I own the site exclusively, and continue to be SPCR's driving force. Someone has to do it! It now represents at least 75% of my work, and manages to bring in enough revenue and related contract gigs that I don't feel compelled to seek out full time work elsewhere. SPCR has always depended on the involvement of participants, and contributions from well-wishers, however. Russ Kinder was an early adopter of SPCR and its forums from the Yahoo! Silent-PC group, as were many others who contributed immensely to the site's growth. "Ralf Hutter", as you know him, jumped aboard with an Antec SLK3700 case review back in spring 2003. John Coyle, Edward Ng, Charles Gilliatt and many others far away from Vancouver contributed much valuable time and effort over the years.
Locally in Vancouver, Alistair Durie helped me think through aspects of running SPCR as a business, and Richard Grams continues to be invaluable for his developmental and maintenance work on the server and site programming. Volunteer lab assistants Jordan Menu and Sean Boyd, and enthusiast Leo Quan all gave generously. Devon Cooke was dedicated and highly productive for a couple of years, in the lab as well as in writing articles; he comes back with occasional contributions still. In the last couple of years, Lawrence Lee, who first caught my attention with succinct user-reviews of motherboards on the SPCR forum, became a primary editorial contributor, and developed nicely as a writer/reviewer.

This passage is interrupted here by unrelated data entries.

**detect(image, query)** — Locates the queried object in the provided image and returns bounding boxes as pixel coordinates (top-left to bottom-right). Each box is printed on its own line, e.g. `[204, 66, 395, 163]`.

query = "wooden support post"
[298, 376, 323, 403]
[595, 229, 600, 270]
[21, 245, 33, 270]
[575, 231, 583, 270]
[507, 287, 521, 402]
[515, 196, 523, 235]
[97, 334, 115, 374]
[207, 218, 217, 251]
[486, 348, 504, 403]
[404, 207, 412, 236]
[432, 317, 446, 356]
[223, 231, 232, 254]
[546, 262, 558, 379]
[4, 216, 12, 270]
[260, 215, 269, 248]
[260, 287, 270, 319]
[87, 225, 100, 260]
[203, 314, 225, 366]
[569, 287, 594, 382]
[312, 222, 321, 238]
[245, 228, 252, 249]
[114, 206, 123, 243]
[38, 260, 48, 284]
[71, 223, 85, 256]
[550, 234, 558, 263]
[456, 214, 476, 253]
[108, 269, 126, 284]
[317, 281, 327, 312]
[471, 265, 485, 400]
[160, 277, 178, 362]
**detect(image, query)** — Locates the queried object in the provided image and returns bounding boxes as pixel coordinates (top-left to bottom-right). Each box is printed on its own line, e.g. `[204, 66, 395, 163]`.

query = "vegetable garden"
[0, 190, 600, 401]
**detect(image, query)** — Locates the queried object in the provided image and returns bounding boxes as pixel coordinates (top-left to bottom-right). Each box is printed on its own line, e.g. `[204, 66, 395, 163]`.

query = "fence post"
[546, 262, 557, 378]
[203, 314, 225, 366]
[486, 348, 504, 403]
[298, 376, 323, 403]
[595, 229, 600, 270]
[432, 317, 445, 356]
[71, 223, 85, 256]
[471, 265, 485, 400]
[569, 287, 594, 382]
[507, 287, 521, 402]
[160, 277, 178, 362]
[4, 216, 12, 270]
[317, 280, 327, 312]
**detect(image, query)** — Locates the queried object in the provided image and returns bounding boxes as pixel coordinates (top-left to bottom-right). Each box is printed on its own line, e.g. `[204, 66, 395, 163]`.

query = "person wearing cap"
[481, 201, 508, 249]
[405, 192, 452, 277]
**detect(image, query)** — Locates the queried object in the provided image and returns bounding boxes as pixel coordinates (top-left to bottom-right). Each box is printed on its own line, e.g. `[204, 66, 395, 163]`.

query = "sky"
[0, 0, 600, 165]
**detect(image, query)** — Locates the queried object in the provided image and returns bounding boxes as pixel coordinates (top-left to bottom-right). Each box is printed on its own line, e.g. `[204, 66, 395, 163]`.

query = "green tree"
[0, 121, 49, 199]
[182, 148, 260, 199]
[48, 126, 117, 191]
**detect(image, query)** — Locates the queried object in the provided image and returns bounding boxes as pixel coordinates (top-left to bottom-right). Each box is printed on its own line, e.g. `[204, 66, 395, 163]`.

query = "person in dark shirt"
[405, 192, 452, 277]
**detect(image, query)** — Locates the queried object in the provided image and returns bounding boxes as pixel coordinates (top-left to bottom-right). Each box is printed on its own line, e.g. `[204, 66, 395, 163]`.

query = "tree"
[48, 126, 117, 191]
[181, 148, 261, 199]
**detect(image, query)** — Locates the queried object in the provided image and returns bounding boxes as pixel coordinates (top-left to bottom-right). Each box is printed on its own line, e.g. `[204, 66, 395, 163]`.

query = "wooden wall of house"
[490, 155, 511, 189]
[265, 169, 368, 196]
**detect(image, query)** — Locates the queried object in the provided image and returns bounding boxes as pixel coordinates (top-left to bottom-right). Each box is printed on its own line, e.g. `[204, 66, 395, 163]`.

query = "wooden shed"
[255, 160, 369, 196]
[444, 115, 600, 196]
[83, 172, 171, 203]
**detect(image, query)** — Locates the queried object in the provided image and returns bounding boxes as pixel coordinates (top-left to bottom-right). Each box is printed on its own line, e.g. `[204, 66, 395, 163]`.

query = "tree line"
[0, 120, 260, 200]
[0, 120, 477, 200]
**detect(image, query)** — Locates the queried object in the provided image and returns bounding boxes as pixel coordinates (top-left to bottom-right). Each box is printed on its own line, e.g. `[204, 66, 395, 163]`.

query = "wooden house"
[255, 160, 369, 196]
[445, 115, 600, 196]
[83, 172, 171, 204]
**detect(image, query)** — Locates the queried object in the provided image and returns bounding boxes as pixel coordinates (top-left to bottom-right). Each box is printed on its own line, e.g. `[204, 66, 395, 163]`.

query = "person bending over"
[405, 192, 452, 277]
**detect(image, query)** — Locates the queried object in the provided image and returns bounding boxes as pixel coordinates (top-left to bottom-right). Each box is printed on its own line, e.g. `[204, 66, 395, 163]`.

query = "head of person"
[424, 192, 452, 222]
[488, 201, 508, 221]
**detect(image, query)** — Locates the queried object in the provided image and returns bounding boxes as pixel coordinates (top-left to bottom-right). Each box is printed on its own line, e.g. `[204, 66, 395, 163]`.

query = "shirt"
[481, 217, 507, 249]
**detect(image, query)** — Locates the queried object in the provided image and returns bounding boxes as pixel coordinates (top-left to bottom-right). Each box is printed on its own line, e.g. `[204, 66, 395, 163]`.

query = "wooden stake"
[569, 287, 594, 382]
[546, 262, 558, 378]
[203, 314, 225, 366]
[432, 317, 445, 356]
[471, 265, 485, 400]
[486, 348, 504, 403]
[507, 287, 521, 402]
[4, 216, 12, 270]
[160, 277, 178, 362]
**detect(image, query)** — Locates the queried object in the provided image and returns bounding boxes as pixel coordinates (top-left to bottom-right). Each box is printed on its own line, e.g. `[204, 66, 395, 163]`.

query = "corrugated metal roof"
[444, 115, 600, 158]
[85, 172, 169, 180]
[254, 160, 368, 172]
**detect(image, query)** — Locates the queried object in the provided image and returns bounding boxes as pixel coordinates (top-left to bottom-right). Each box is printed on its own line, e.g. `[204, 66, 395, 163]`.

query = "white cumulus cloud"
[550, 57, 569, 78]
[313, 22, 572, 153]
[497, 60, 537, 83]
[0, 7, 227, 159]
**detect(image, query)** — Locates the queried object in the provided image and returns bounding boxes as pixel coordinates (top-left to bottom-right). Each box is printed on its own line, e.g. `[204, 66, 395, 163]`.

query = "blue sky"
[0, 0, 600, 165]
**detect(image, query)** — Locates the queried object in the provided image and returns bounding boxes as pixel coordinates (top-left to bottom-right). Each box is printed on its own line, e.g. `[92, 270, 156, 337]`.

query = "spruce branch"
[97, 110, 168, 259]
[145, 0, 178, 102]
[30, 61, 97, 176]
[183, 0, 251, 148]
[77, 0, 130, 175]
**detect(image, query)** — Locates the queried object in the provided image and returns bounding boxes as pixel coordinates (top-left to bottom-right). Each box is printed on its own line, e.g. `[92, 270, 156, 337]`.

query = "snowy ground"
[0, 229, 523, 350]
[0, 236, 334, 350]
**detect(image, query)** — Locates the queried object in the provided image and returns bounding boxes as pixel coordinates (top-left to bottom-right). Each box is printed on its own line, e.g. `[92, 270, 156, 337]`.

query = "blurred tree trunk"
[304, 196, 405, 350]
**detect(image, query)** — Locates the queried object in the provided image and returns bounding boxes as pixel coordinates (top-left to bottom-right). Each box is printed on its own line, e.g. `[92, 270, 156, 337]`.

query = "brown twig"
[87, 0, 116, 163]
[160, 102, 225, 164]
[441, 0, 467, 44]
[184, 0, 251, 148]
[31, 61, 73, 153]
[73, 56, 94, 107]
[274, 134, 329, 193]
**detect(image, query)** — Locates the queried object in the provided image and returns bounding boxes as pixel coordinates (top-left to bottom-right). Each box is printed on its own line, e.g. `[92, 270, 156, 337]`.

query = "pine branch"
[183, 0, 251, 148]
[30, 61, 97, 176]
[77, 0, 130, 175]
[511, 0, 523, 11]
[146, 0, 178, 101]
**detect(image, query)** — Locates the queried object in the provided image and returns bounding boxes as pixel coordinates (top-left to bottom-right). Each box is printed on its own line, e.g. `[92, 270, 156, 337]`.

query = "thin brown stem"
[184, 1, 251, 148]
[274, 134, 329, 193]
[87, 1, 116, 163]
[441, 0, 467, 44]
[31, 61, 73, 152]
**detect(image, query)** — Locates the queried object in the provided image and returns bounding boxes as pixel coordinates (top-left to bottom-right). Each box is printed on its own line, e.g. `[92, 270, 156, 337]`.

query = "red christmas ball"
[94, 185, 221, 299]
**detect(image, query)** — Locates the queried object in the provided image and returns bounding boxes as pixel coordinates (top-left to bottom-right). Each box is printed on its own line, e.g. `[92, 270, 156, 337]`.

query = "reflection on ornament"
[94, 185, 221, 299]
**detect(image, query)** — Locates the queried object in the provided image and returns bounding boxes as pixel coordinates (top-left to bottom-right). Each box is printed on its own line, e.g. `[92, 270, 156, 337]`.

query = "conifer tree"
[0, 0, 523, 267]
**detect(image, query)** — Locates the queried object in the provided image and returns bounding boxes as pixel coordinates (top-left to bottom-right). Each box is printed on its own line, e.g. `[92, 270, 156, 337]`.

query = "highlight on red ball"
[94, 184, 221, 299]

The SPCR lab, which was just a portion of the spare kitchen at first, has now swallowed up some 800 sf, much of the main floor of my house, and it is spread across three rooms, one of which also doubles as my office. There is a lot of gear and test equipment purchased, donated and/or fabricated some designed specifically for the unique testing we do. Vast collections of PSUs, fans, heatsinks and other PC components line the shelves, and a handful networked PCs run 24/7 for instant access to various data and programs essential to SPCR. I considered a move to a commercial space but quickly ruled that out when I realized there is no rentable commercial space where <20 dBA ambient is possible. With reader and corporate sponsor donations, I converted one of the test rooms into an anechoic chamber, whose acoustic isolation and low ambient (10-11dBA) have greatly improved our acoustic testing precision and accuracy.

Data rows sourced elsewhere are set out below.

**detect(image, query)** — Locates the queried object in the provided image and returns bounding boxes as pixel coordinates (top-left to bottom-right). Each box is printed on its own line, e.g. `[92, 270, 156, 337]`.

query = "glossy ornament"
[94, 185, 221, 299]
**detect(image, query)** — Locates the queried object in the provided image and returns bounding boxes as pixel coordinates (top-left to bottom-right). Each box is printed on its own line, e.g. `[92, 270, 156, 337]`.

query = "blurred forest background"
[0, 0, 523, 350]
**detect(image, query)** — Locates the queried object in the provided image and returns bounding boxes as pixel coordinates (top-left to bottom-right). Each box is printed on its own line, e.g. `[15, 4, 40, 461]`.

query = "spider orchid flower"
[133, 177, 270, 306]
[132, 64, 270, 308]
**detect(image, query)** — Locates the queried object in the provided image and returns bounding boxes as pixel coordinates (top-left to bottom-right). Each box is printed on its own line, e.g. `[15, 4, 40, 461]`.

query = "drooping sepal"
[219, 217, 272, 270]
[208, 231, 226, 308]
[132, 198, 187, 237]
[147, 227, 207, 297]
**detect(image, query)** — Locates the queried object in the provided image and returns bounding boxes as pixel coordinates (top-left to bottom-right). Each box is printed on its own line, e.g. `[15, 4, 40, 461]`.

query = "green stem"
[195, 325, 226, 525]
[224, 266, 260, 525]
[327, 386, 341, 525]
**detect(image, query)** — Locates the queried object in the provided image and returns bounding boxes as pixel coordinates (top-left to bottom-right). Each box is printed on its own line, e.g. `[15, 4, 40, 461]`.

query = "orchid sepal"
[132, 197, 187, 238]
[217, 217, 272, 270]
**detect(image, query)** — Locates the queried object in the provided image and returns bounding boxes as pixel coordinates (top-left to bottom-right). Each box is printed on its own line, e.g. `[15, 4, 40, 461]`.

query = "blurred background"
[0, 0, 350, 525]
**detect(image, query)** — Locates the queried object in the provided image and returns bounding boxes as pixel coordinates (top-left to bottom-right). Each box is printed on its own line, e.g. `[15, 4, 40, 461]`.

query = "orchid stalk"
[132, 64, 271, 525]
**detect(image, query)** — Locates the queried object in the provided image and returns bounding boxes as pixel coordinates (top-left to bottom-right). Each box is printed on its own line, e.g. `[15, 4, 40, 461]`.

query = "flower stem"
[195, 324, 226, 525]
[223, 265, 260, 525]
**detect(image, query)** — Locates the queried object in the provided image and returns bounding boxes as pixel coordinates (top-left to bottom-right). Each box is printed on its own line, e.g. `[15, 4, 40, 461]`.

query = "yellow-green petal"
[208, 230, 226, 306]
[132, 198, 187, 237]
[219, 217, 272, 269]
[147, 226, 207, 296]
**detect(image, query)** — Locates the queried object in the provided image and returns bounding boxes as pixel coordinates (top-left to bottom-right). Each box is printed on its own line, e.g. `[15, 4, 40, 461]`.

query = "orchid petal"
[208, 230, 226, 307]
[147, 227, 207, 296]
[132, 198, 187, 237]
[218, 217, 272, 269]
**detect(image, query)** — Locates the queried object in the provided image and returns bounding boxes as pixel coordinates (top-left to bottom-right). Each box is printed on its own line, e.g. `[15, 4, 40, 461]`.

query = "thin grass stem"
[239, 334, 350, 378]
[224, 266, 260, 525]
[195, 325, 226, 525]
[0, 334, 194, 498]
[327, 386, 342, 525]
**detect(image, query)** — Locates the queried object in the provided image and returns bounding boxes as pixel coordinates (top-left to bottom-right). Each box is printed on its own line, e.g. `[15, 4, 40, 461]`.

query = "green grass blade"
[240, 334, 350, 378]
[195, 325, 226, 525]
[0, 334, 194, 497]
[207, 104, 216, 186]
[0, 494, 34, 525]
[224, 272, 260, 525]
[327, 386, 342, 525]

For a site that began as a mad hobby, SPCR has come a long way. It has the respect of many long-established, reputable hardware sites, and is often visited by staff members from many computer companies. Noise is now a clearly recognized issue in computing; compared to when SPCR began, the change is dramatic. The rest of the industry is finally on the road we've been travelling mostly solo all these years. Although the work can be a grind at times, amazingly, I still love discovering things about products and processes, and finding ways to share those discoveries with readers.
So where to now? You could say more of the same. We'll continue to attend the key tradeshows, trawl the industry for new developments relevant to silent computing, encourage companies to take acoustics seriously, and find ways to grow revenue so that SPCR can be better, bigger and more resourceful. We continue expanding coverage into more packaged systems, especially from mainstream brands, and other components as consumer electronics, communications and computers all merge and blend. Hopefully, our continuing presence in the tech media will attract more editorial talent and raise awareness of the need for quiet preferably silent computers and other digital devices.